One missing following collapse of Kandal riverbank

Sen David / Khmer Times No Comments Share:
Four boys fell into the water after coming to the riverbank to see its collapsed portion. Fresh News

One child is missing in Kandal province after he and three of his mates slipped and plunged into the Mekong river as they were playing nearby a recently-collapsed portion of the riverbank.

A 50-metre portion of the riverbank in Mok Kampol district collapsed yesterday, causing damage to a pagoda’s fence, a home and a stupa.

Yearn Sath, chief of the district penal department, yesterday said four boys under the age of 18 slipped and plunged into the river while they were playing nearby the collapsed riverbank.

Rescuers managed to fetch three of the boys out of the river, but 14-year-old Kun Kimheng remains missing.

“Police begged people not to stand near the collapsed riverbank because it is dangerous,” Mr Sath said. “Unluckily, the boys fell into the river. Three of them were rescued, but one is still missing. Police are looking for him”

Thim Bunthol, a school teacher in Roka Rong commune, yesterday said Kimheng and his mates went to see the collapsed portion of the riverbank during a study break.

“People are scared to go near the area because they saw the collapsed portion of the riverbank,” Mr Bunthol said. “The family of Kimheng has hired local fishermen to help look for him, but they are also scared.”

Men Sum, chief of Roka Kong commune, said the collapse happened at night after water in the river along his commune reached eight metres.

“Local authorities concluded that it was because of natural disaster,” he said. “Riverbank collapse occur almost every year here along Mok Kampol district.”

“Sometimes it happens here in this commune, sometimes it happens elsewhere in other communes,” Mr Sum added.

He noted that villagers living along the river are worried about the frequency of the disaster, prompting some to vacate their homes.

“The collapse damaged a pagoda’s fences and a stupa fell into the river at night,” Mr Sum said. “Villagers are worried that more will collapse in this area – but there are no big houses built along the river, just huts.”
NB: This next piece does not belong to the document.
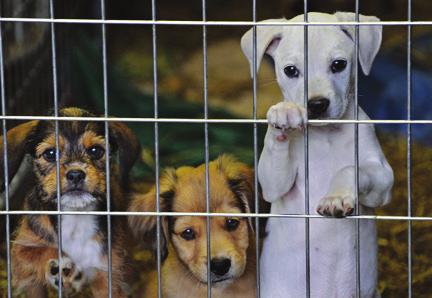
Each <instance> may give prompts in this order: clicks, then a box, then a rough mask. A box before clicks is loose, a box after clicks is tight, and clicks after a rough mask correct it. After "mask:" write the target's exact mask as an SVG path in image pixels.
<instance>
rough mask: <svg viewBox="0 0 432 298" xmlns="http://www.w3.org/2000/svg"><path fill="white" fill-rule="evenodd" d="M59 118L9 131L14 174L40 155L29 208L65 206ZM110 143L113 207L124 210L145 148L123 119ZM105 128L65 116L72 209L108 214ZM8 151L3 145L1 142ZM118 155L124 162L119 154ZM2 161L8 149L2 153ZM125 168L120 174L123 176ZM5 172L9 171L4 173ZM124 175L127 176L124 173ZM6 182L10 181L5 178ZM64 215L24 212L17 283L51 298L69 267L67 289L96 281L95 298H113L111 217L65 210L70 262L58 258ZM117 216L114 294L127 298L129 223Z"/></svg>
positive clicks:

He said that in order to keep villagers calm, they were told to stay away from the riverbank.

“We told villagers not to walk along the river, or allow their children to play along the river because the bank could still collapse,” Mr Sum said.

Houn Sam Ath, an official with the district information department, yesterday said villagers were told to put their own safety first.

“We told villagers to move away from riverbanks and seek another place temporarily in order to be safe,” Mr Sam Ath said. “We told them to move their properties away from riverbanks and we told them to not to erect other buildings because the area is prone to collapsing.”

Sur Srey Neang, a villager in the commune, said they need authorities to find a way to reduce collapses.

“After the morning, villagers gathered to see how much damage was caused,” Ms Srey Neang said. “We saw damage to a pagoda’s fence and a stupa that fell into the river. We are hoping officials can find a way to reduce the collapse.”

On December 5, a 100-metre portion of the riverbank in Mok Kampol district’s Russey Chroy commune collapsed. No one was injured.

Officials from the Mines and Energy Ministry and Kandal provincial authorities met a week after the collapse to discuss action to prevent more riverbank collapses in Mok Kampol district following appeals from local residents.

They identified three main causes of riverbank collapses in the district’s Russey Chroy and Roka Kong communes.

In a statement, the ministry said the river depth at the west bank of Russey Chroy commune varies between eight meters and 30 meters, and the east bank is shallow and sandy.

This unevenness in depth causes the west bank to become imbalanced when high tides hit the shore, it noted.

The ministry also found that riverbank collapses occur when water from floods sink into the land and flow back into the river under the ground, causing the soil to become unstable.

In addition, the ministry temporarily suspended sand dredging in the area and put up signboards to mark where dredging can be done.

It also stationed two ministry officials, along with local officials, to monitor the boundaries.